The F-22, the day it came into squadron service, was the best aircraft ever to fill the air superiority role. It is, however, also nearing 20 years since first flight of the YF-22 and some of the invincibility of the aircraft has been lost. This is less the result of problems with the aircraft itself and more with the ongoing improvements in detection technology, even the almighty B-2 is becoming less of a ghost as time goes by. The Raptor is a "less observable" design, not an invisible one, something the the USAF realizes but seemingly you do not. It is also very much a "pure" fighter, which can, if absolutely necessary, be used to deploy ground attack ordnance but that is poor use for the platform.
The comparison between the F-22 and F-35 is, on the face, nonsensical. The F-35 is not meant to replace the F-22 or to perform air superiority missions from land bases. It is designed to replace the AV-8, F-15E, F-16, and F-18 as the primary deep strike aircraft and "first day of war" strike aircraft of all three services. In this role is will be even more of a revolution than the F-22 was in Air Superiority role. The Lightning II offers true low observability to the less glamorous, but far more important, ground attack aircraft. As the oft repeated, yet true, saying goes "fighter pilots make movies, bomber pilots make history". The F-35 is designed to allow more of the history makers to live to enjoy what they create.
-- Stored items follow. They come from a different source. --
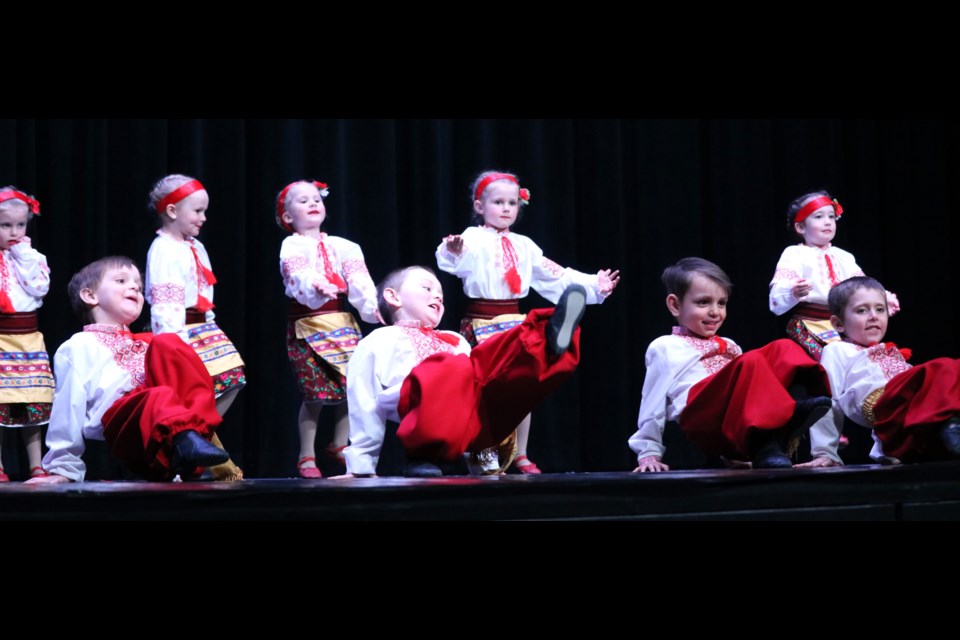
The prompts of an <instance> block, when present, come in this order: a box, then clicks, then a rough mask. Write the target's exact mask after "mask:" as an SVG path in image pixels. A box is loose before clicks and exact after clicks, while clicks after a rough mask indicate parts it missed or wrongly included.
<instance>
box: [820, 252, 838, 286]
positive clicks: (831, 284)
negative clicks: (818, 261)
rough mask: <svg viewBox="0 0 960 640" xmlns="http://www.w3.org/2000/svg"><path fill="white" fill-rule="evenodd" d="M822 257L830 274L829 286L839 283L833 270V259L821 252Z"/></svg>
mask: <svg viewBox="0 0 960 640" xmlns="http://www.w3.org/2000/svg"><path fill="white" fill-rule="evenodd" d="M823 259H824V261H825V262H826V263H827V273H828V274H830V286H831V287H835V286H837V285H838V284H840V280H839V279H838V278H837V272H836V271H834V270H833V260H831V259H830V256H829V255H827V254H826V253H824V254H823Z"/></svg>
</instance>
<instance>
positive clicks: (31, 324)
mask: <svg viewBox="0 0 960 640" xmlns="http://www.w3.org/2000/svg"><path fill="white" fill-rule="evenodd" d="M49 290H50V268H49V267H48V266H47V259H46V257H45V256H44V255H43V254H42V253H40V252H39V251H37V250H36V249H34V248H33V247H32V246H31V244H30V238H28V237H26V236H24V237H22V238H21V239H20V241H19V242H18V243H17V244H14V245H13V246H12V247H10V248H9V249H2V250H0V426H3V427H22V426H34V425H40V424H46V422H47V421H48V420H49V416H50V403H51V402H53V389H54V380H53V372H52V371H51V368H50V357H49V355H47V348H46V345H45V344H44V340H43V334H41V333H40V331H39V330H38V329H37V313H36V312H37V309H39V308H40V307H41V306H42V305H43V297H44V296H46V295H47V292H48V291H49ZM15 405H20V406H15ZM0 466H2V465H0Z"/></svg>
The question isn't if you would rather engage in air-to-air combat over Central Europe in a Raptor vs. a Lightning II; it is would you rather get shot off a carrier deck on an attack mission in a F-35 or F-18E/F. Would you prefer to have a son or daughter fly combat missions in an F-35 or an AV-8? F-35 or F-16? Fly counter air missions in carrier launched F-18 Super Bugs or in Lightning II? How about having a low observability fighter for carrier use vs a conventional 4th generation aircraft? There is only one sane answer to these questions, the F-35.
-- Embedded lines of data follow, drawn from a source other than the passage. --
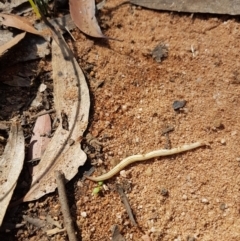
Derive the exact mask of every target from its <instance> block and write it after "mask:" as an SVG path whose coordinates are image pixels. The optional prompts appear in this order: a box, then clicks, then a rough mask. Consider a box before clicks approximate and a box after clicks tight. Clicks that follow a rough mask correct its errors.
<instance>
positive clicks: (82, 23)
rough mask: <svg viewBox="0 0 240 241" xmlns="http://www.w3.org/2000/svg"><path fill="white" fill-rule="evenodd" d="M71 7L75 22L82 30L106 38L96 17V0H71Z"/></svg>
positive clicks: (72, 14) (72, 18)
mask: <svg viewBox="0 0 240 241" xmlns="http://www.w3.org/2000/svg"><path fill="white" fill-rule="evenodd" d="M69 7H70V14H71V17H72V20H73V22H74V23H75V24H76V26H77V27H78V28H79V29H80V30H81V31H82V32H84V33H85V34H87V35H90V36H92V37H96V38H106V36H104V35H103V33H102V31H101V29H100V27H99V25H98V22H97V19H96V17H95V1H94V0H69Z"/></svg>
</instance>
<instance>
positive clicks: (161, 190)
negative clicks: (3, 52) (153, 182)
mask: <svg viewBox="0 0 240 241" xmlns="http://www.w3.org/2000/svg"><path fill="white" fill-rule="evenodd" d="M161 195H162V196H164V197H166V196H168V190H167V189H166V188H162V189H161Z"/></svg>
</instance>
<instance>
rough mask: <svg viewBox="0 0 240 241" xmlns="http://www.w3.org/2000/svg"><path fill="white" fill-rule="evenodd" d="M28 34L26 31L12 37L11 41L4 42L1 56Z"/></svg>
mask: <svg viewBox="0 0 240 241" xmlns="http://www.w3.org/2000/svg"><path fill="white" fill-rule="evenodd" d="M25 35H26V32H24V33H21V34H18V35H17V36H15V37H14V38H12V39H11V40H10V41H9V42H7V43H5V44H3V45H2V46H0V57H1V55H3V54H4V53H5V52H6V51H7V50H8V49H10V48H12V47H13V46H14V45H16V44H17V43H18V42H19V41H21V40H22V39H23V38H24V37H25Z"/></svg>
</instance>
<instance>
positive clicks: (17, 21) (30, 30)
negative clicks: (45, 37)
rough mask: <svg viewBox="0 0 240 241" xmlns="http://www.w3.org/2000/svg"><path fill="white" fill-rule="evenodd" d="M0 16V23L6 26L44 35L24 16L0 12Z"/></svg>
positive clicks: (42, 32)
mask: <svg viewBox="0 0 240 241" xmlns="http://www.w3.org/2000/svg"><path fill="white" fill-rule="evenodd" d="M0 17H1V19H0V20H1V23H2V24H4V25H6V26H8V27H13V28H17V29H21V30H23V31H25V32H28V33H32V34H36V35H40V36H44V35H46V34H44V33H43V32H40V31H38V30H36V29H35V28H34V27H33V26H32V25H31V23H30V22H29V21H28V20H27V19H26V18H24V17H20V16H17V15H10V14H4V13H0Z"/></svg>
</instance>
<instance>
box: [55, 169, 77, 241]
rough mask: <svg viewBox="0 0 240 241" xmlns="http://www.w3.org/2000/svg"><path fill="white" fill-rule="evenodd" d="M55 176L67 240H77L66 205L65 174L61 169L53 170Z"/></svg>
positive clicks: (72, 240) (70, 214) (66, 200)
mask: <svg viewBox="0 0 240 241" xmlns="http://www.w3.org/2000/svg"><path fill="white" fill-rule="evenodd" d="M54 173H55V178H56V182H57V186H58V195H59V201H60V204H61V210H62V214H63V219H64V224H65V228H66V230H67V234H68V238H69V241H77V237H76V234H75V230H74V224H73V220H72V217H71V214H70V209H69V207H68V201H67V195H66V189H65V176H64V174H63V173H62V172H61V171H55V172H54Z"/></svg>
There is also the cost per unit price that must be considered, even IF the F-22 could be pushed to handle the many roles of the F-35 (something that is NOT possible; just for a start imagine what a Raptor would look like after a Cat shot or a couple traps). The F-35 is nearly 40% cheaper per airframe than the F-22 (and this is the vanilla F-22A, not a imaginary heavily modified version for S/VTOL and CTOL or with triple the internal storage for weapons that would be needed to replace the F-35) meaning that six F-22s become 10 F-35s when mission planning comes around. Even with the lower price of the F-35 the USN estimates it will be 90 aircraft short by 2017, while the USAF estimates as many as 800 empty slot will exist in its fighter bomber ranks (both figures from the February 2009 Congressional Research Service report on the JSF program). This is with the procurement of 647 aircraft for the USN/USMC and 1,621 airframes by the USAF. One can only shudder to think of the USAF being short AT LEAST 1,400 combat aircraft if the F-22 was procured instead of the F-35.
It is, of course, possible that you have access to non-Open Source material that indicates that the F-35 is actually inferior to the AV-8B or F-16 in which case the above discussion isn't germane. If you do have such access, I would note that this Board is a poor place to violate OpSec.